映画「ゴジラ」7本で“中の人”を…俳優・薩摩剣八郎さんは今
ここでもひと悶着が。
「竹刀を振り上げ、打ち込むために走り出す前、大声を発するんだ。当然、ご近所の方は何事かと怪しむ。この前なんか長い警棒を持った警官が3人、職務質問に来た。事情を説明するのに苦労したよ」
薩摩さんで思い出すのが85年、金日成に招かれて北朝鮮に特殊撮影の技術指導に行ったことだ。「プルガサリ」という高麗王朝末期に題材を取った、時代劇と怪獣映画をミックスしたような作品だった。

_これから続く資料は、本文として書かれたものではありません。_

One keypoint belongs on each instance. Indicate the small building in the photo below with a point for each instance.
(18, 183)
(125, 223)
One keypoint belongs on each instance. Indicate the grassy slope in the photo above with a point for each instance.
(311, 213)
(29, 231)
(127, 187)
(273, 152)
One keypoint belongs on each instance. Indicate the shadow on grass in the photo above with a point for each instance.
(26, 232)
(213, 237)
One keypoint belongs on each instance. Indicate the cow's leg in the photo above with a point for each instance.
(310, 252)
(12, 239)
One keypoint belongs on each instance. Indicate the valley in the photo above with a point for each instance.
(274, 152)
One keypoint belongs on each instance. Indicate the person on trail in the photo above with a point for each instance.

「約2カ月滞在し、技術指導といいながら、オレはプルガサリの中に入って怪獣を演じた。プルガサリは民衆の味方なんだけど、炎の中で暴れるシーンでは煙が着ぐるみの中まで入ってきて、生きた心地がしなかったよ。そんなオレを現地のスタッフは大丈夫ですか、ケガはないですか、とまるで肉親に接するかのように気を使ってくれるのさ」
ちなみに作品完成後、申相玉監督が86年、ウィーンのアメリカ大使館に亡命したため、13年もの間、埋もれていたが、98年、キネカ大森で封切られ、大ヒットした。
「鉄を食べて巨大化するってユニークな発想のプルガサリはホント、面白い。また仕事したいね」
調布市内で夫人と2人暮らし。1男1女。孫が3人いる。